One can't blame the South Asian communities for taking advantage of this loophole to benefit their families; in their position I would be tempted to do the same. But the demographic and cultural impact is unacceptable. The South Asian demographic, particularly the Muslim demographic, in the UK is rising inexorably and frighteningly rapidly. Integration with and eventually assimilation into the host community is held back as South Asian community culture is continually refreshed from the homeland. Additionally South Asian communities in the UK are large enough to be self-contained, exacerbating the tendency towards separation.

You might take the happy-clappy liberal "all the same colour under the skin" view of this trend. Me, I'm an Unrighteous racist thug or, to put it another way, a normal human being, and to me it's a process of colonization and ethnic displacement and I want it stopped.

Now given the relatively well-defined nature of this issue, it should be possible for Mrs May to target it pretty accurately. Reimposition of the primary purpose rule might be an effective starting point. Preferably tightened up a bit. The arranged marriage between strangers is not part of current British culture and there is no reason for us to concede to it.

Mrs May's problem is that the anti-racist worldview pervades and dominates our society. The Tories' puzzling desperate need not to be seen as "the nasty party" doesn't help matters either. So explicitly asserting British cultural standards and the interests of the indigenous, or if you prefer, incumbent population is unacceptable. Mrs May is therefore compelled to resort to indirection, instituting plausibly non-discriminatory measures which roughly approximate her actual target.
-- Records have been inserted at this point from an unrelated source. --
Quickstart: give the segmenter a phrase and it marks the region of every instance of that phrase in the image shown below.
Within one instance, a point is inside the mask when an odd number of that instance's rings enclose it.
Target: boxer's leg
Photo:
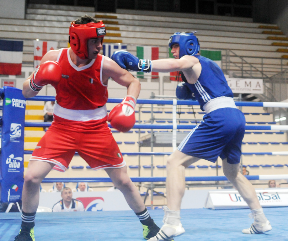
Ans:
[[[137,188],[128,175],[127,167],[107,168],[105,170],[114,186],[123,194],[129,206],[139,218],[143,227],[144,238],[148,239],[156,235],[160,229],[150,216]]]
[[[223,160],[222,163],[224,174],[247,203],[254,218],[254,222],[250,228],[243,229],[242,232],[246,234],[257,234],[270,231],[272,227],[263,212],[255,189],[251,183],[240,173],[239,164],[228,163],[227,158]]]

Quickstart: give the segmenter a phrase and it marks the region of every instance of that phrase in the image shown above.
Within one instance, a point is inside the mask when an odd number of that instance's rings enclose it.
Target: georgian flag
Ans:
[[[49,50],[57,49],[58,43],[55,41],[34,40],[34,67],[38,68],[42,57]]]
[[[127,51],[127,46],[122,44],[103,44],[102,47],[103,55],[111,58],[115,52],[118,50]]]
[[[21,74],[23,41],[0,39],[0,74]]]
[[[159,59],[159,47],[151,46],[136,46],[136,56],[139,59],[150,59],[154,60]],[[153,70],[153,65],[152,65]],[[159,78],[158,72],[150,73],[137,72],[137,77],[143,78],[144,77],[151,76],[151,78],[157,79]]]

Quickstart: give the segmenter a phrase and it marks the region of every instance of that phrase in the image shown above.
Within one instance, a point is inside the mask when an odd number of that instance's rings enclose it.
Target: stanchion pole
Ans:
[[[151,123],[153,124],[154,122],[154,116],[153,115],[153,104],[151,104]],[[151,129],[151,151],[152,152],[153,152],[153,142],[154,141],[154,134],[153,132],[153,129]],[[153,176],[153,155],[151,155],[151,176]],[[152,182],[150,184],[150,190],[151,190],[151,209],[153,209],[153,192],[154,190],[153,188],[153,183]]]

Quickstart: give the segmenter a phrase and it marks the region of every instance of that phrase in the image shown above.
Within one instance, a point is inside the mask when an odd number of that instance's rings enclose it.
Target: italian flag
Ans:
[[[11,188],[15,190],[16,192],[18,191],[18,190],[19,189],[18,186],[16,184],[12,185],[11,186]]]
[[[221,67],[221,50],[210,50],[201,49],[200,50],[200,54],[203,57],[210,59],[216,63],[220,68]]]
[[[169,48],[169,58],[174,57],[173,56],[173,54],[171,52],[172,49]],[[174,71],[170,72],[170,80],[172,81],[177,81],[177,80],[176,76],[178,75],[178,71]]]
[[[139,59],[150,59],[154,60],[159,59],[159,47],[151,46],[136,46],[136,55]],[[137,77],[143,78],[144,77],[157,79],[159,78],[158,72],[150,73],[137,72]]]

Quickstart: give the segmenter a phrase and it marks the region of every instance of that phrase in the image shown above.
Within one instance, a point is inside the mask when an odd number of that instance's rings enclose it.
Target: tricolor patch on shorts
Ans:
[[[11,188],[15,190],[16,192],[18,191],[18,190],[19,189],[18,186],[16,184],[12,185],[12,186],[11,186]]]

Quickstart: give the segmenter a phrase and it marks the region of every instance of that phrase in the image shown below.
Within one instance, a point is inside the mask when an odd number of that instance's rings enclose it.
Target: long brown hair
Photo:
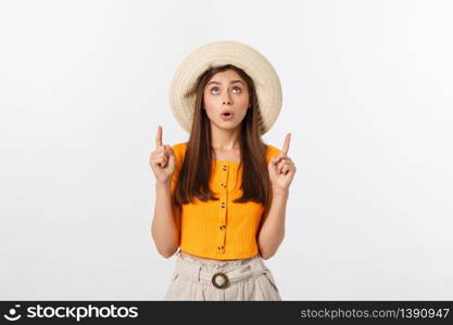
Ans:
[[[203,93],[206,83],[217,73],[227,69],[236,70],[247,82],[249,89],[249,105],[241,122],[239,171],[242,172],[242,196],[235,203],[253,200],[261,203],[267,210],[272,200],[270,182],[266,164],[266,144],[261,139],[262,118],[253,79],[241,68],[228,64],[210,67],[196,82],[186,96],[196,95],[194,114],[187,151],[179,171],[175,190],[174,203],[179,206],[192,203],[192,197],[206,202],[218,200],[209,187],[211,166],[214,151],[211,146],[211,122],[204,107]]]

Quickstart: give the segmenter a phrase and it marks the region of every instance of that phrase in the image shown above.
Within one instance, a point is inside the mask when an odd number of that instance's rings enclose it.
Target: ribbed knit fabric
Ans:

And as a result of this unfortunately necessary charade, decent Guardianista couples are going to suffer.

Well, I hope you'll forgive an old racist monster if my sympathy is tinged with Schadenfreude.

... so shall ye reap.

Comments:
"It's a small minded policy that because they can't be openly racist and say 'this only applies to spouses coming from Pakistan, India, Bangladesh' means that if you want to marry someone from one of the 180 countries that are not in the EU, and you aren't in the top 30% of earners (and if one of you is pregnant then the amount of money the UK citizen needs to earn to continue living here goes up) then you really aren't welcome here anymore."
Truth is, the country is full up with too many immigrants, and most of them aren't welcome already, without adding more.

 
The issue of growing communities who do not speak much English and have other agendas (I make no comment about Rochdale) will lead towards a split in the UK. For whatever reason people are suspicious of members of certain clans coming here because their track record is patently not to integrate. By and large most people who arrive here observe UK customs and practices, without necessarily sacrificing their own traditions and 'identity' but the Islamic connection sees it differently.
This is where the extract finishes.